TNA

発声は、迷いが感じられたので、まず声の基本としての胸声的な出し方を教えました。
頭声とか鼻腔共鳴とか、というディテールはまた後のことになります。
一言で云えば、解放的に出すということです。
それからフレーズを歌う時に、声を抜かないようにフレーズの終わりまで保つことを教えました。

曲はヘンデルのOmbra mai fuとLascia ch’io piangaから始めました。
Ombra mai fuで教えたことは、今回のレッスンを通して得られた大きな結果がありました。
それは、軟口蓋を上げるということです。
そのことで、明るく前に出る声が実現出来ました。

発声の基本的なこととしては、全体に口が開かない傾向なので、これを矯正します。
開ければ良いと云う意味はなく、現状は開けないことで依存している、ある種の発声状態を矯正する意味でです。
最後にベッリーニのVaga luna che inargentiを通して終わりました。
細かいことはまた次回になります。

HN

今日のレッスン、引き続きチェンジ近辺の発声を特訓となりました。
これも煎じつめれば、鼻腔共鳴になります。
徹底して下顎を降ろさない発声です。
これを練習しても、声のチェンジ領域では、頑強に下顎を降ろそうとする力が働きます。

それで、以下の方法を教えた所、とても効果がありました。
ここでは、ハミングから母音へ変換する意識よりも、母音とハミングの違いの中で、母音の響きを徹底的にハミングに近い感じで出す、という意識を持ってもらいました。
無意識の中にある、母音発声の響きを根底から変える事になると思います。
そのことが、下顎への依存を薄めて、高音発声する集中を養えると思います。
曲は、Tu lo saiから。
大分力みが取れて来ました。

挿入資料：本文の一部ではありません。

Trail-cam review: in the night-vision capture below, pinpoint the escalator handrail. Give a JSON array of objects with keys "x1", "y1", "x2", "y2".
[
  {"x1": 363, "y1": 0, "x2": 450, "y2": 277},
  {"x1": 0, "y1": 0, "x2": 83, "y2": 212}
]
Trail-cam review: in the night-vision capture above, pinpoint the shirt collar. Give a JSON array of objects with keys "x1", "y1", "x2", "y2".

あと一歩のところです。
Lascia ch’io piangaこれも、良くなりました。
2曲とも、全体に口を開け過ぎないことと、下顎を前に出さないことを徹底すると、更に良くなるでしょう。

HA

椿姫からAddio del passato
とても良く歌えていました。
ピアノ伴奏を弾きながら感じたのは、イタリア語の抑揚が平面的であることでした。
イタリア語の本来のアクセントと、楽譜が強調しているマルカート記号の場所、この2つの要素を更に強調して歌えると、
よりヴェルディのアリアらしさが出て来ると感じました。
今は、動画で名人たちの歌がいくらでも聴けますから、そういう面を楽譜を見ながら聴いてチェックして見ると良いでしょう。

Il bacio
彼女の十八番ですね。良く歌えています。
声量も充分あると感じられる出来でした。

ドナウディのAmorosi miei giorni
これは、音域が低いせいか中低音の声がもぐってしまうか、スカスカします。
この辺りの音域の声の密度が高くなり、ピッチも高く出来ると、声全体がかなり改善されると思います。
恐らく高音も変わるでしょう。

Ah mio cor
良く歌えています。あとはイタリア語の抑揚がはっきり出せると、本格的な演奏に近づくと感じました。
イタリア語の朗読を薦めます。

SNM

からたちの花
3拍子と2拍子の組み合わせのリズムが明快になり、リズム感が安定しました。
また、特に後半のPPの声が抑制が効いて来ました。
この調子で更に抑制出来ると、かなり効果的です。
Mf~Fの声も明るくて良いです。
更に全体の強弱の違いを良く検証して実現してください。

ラフマニノフのヴォカリーズ
やはり響きがもう少し高く集まって欲しいと感じたので、ハミングを少しやってから、母音に変換する方法を練習して見ました。
また、母音も、子音を付けることで鼻腔に集まるように意識出来る方法を取り入れて見ました。
カディスの娘
これも勉強されたのでしょうか?前回に比して譜読みも進んだせいか、とても良かったです。
声質が、彼女が本来持っている良さが全面に出ています。
最後の最高音は、焦らず歌いこみながら伸ばして行けば大丈夫!

グノー「おいで!芝生は緑だから」
これも声が明るくピッチが良くなっています。

プッチーニ、ジャンニ・スキッキ「私のお父様」
フランス的な自然さから、一気にイタリアのベルカントの表現に変わったのは見事でした。
あまり様式的にならずに、素直にメロディの良さを歌っていた、カディスの娘、のように歌う方法もありではないか?と感じさせるものがありました。